Glaube und Bewahrung der Natur

In vielen Religionen und religiösen Traditionen besteht eine enge Verbindung zwischen dem Glauben und der Verantwortung für die Natur. Weltweit betonen Religionen die Verbindung des Menschen mit der Natur und übertragen dem Menschen eine Verantwortung für den Klimaschutz und die Nachhaltigkeit. Angesichts der Tatsache, dass sich der weitaus grösste Teil der Menschen weltweit einer Glaubensgemeinschaft zugehörig fühlt, wird deutlich, welches Potenzial darin für eine nachhaltige Zukunft liegt. 

Diese gemeinsame Verantwortung zeigt sich insbesondere im interreligiösen Dialog und in gemeinsamen Initiativen zum Schutz der Umwelt. Im September 2024 haben beispielsweise Papst Franziskus und Grossimam Nasaruddin Umar aus Indonesien eine gemeinsame Erklärung unterschrieben, in der sie dazu aufrufen, «die Unversehrtheit des Ökosystems und seiner Ressourcen zu bewahren, die wir von früheren Generationen geerbt haben und die wir an unsere Kinder und Enkelkinder weitergeben wollen.»

Welchen Beitrag kann Glaube also zur Bewahrung der Natur beitragen?

Unterschiedliche Perspektiven

Es gibt in den Religionen verschiedene Ansätze, welche eine aus dem Glauben heraus gewachsene Verbindung zur Natur und zu deren Bewahrung schaffen können. 

  • Heiligkeit: Lebensräume, Naturdenkmäler, Gewässer, Tiere oder Pflanzen können für Glaubensgemeinschaften heilig sein. Für buddhistische Mönche haben Bäume eine besondere Bedeutung. In Thailand wurden sie mit einer Tree Ordination heilig, um sie so vor dem Abholzen zu schützen. In der Spiritualität von indigen Gemeinschaften wird die Erde teilweise als Ganzes als Organismus betrachtet. So erhalten Naturstätten oder Lebensräume wie Flüsse einen eigenen Rechtsstatus. Sie dürfen damit nicht ausgebeutet werden, sondern müssen geachtet werden. An gewissen Orten wie in Äthiopien sind Kirchenwälder als biodiverse Hotspots neben kargen Graslandschaften erhalten geblieben. 

  • Eine Frage der Gerechtigkeit: Viele Religionen betonen ausserdem soziale Aspekte und Gerechtigkeitsfragen. Menschen aus ärmeren Ländern sind stärker von den Auswirkungen des Klimawandels betroffen, als dass sie selbst dazu beigetragen haben. In diesem Sinn wird der Einsatz gegen den Klimawandel auch eine globale Gerechtigkeitsfrage, damit ein Leben für alle Menschen in Würde überhaupt möglich wird. 
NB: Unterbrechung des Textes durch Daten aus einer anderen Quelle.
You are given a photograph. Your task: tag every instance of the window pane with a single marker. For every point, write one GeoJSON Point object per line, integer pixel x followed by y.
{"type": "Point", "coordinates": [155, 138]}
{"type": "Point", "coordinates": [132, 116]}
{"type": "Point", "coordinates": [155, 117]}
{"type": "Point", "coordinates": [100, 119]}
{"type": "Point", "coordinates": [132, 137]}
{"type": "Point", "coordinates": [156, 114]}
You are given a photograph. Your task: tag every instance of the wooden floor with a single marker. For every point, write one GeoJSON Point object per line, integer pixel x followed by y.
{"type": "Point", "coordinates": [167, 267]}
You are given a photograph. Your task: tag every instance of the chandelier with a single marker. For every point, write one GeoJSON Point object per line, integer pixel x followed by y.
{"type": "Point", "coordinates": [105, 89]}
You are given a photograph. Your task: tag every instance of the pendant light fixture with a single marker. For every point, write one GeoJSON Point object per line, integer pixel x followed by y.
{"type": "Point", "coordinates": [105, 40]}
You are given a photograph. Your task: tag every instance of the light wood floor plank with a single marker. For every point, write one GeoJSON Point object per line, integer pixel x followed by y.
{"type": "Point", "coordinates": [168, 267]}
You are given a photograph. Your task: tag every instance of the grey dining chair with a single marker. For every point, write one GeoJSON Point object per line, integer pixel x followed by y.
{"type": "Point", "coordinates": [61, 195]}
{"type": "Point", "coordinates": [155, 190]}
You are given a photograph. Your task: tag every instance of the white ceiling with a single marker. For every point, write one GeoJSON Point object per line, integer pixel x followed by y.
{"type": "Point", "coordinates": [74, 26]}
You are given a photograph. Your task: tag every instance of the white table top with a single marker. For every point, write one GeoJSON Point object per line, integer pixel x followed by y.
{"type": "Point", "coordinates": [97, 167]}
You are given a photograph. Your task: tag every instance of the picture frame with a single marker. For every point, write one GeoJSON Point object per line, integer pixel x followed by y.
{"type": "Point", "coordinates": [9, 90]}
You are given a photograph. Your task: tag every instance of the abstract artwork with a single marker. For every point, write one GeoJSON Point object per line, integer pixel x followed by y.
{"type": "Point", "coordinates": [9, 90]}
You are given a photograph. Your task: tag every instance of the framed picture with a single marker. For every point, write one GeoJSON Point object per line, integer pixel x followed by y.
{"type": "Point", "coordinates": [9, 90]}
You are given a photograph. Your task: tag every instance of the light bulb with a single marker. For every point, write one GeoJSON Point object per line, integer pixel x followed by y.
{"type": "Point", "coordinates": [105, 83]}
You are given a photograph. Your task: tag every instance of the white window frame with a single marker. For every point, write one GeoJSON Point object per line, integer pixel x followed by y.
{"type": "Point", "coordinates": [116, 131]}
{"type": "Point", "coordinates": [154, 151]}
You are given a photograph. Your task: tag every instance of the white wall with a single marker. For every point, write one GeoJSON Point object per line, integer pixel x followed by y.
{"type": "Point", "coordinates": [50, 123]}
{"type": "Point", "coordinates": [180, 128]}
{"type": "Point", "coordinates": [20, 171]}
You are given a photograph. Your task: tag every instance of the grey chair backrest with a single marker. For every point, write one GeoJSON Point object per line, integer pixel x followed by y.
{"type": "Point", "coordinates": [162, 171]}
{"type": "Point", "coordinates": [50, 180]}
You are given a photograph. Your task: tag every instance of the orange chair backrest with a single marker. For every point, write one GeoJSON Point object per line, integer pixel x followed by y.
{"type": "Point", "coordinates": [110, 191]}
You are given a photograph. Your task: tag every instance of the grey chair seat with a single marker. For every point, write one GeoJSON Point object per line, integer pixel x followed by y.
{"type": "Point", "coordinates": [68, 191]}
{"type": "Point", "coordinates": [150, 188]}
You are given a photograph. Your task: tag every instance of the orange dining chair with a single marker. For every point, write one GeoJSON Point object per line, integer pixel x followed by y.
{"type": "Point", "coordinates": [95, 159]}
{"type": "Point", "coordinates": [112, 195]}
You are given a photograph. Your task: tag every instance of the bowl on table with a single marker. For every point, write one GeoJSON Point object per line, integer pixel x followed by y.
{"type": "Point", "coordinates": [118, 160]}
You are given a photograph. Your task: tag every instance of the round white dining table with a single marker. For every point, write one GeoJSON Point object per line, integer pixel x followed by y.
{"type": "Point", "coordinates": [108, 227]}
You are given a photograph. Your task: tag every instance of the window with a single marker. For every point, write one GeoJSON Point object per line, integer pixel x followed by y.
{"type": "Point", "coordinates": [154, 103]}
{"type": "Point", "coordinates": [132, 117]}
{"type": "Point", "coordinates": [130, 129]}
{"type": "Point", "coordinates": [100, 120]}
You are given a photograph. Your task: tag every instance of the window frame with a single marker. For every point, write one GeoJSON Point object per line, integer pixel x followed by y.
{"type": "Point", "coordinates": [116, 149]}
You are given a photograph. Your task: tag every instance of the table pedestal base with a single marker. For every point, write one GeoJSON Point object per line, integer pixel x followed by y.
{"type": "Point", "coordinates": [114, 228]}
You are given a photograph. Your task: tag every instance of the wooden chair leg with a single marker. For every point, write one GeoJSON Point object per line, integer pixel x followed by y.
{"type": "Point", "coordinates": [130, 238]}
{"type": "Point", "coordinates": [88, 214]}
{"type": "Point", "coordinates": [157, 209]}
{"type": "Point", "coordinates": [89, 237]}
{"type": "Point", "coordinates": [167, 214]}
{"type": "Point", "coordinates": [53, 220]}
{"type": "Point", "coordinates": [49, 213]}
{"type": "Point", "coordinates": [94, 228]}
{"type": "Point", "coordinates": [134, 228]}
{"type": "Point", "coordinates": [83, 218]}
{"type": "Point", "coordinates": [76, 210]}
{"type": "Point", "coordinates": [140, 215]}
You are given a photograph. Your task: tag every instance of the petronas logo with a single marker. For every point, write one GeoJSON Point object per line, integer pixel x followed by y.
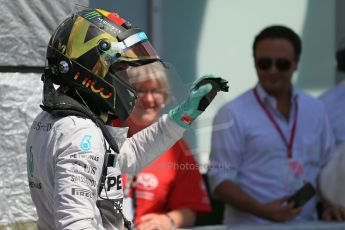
{"type": "Point", "coordinates": [31, 163]}
{"type": "Point", "coordinates": [92, 15]}
{"type": "Point", "coordinates": [85, 143]}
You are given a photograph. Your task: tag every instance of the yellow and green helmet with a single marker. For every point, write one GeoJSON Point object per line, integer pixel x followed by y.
{"type": "Point", "coordinates": [91, 50]}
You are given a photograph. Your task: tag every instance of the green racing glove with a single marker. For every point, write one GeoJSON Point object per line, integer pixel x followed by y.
{"type": "Point", "coordinates": [201, 94]}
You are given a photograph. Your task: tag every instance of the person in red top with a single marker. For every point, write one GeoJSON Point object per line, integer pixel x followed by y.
{"type": "Point", "coordinates": [170, 192]}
  • Rolle und Perspektive des Menschen auf Erden: Ein anderer Berührungspunkt liegt darin, dass Religionen die Rolle, Aufgabe und Beziehung des Menschen zur Natur mit einem zusätzlichen transzendenten Aspekt – dem Heiligen, dem Göttlichen – ergänzen. Dadurch verändert sich auch die Perspektive des Menschen auf seine Umwelt und eine neue Wertzuschreibung wird möglich. Die Umwelt wird zur Mitwelt und die Natur wird mit dem Menschen in gegenseitige Verbindung gesetzt. Das Göttliche oder die Transzendenz rücken ins Zentrum des Weltbildes. Das schmälert nicht die besondere Verantwortung des Menschen im hier und jetzt, richtet die Perspektive aber neu aus. In der islamischen Tradition gibt es das Konzept «Khalifa», das den Menschen als Stellvertreter Gottes auf Erden erklärt, in dessen Verantwortung es liegt, die Schöpfung zu schützen. Diese unterschiedlichen Perspektiven verdeutlichen eine übergeordnete Botschaft: Der Natur ist ein Heiligtum, das es zu bewahren gilt.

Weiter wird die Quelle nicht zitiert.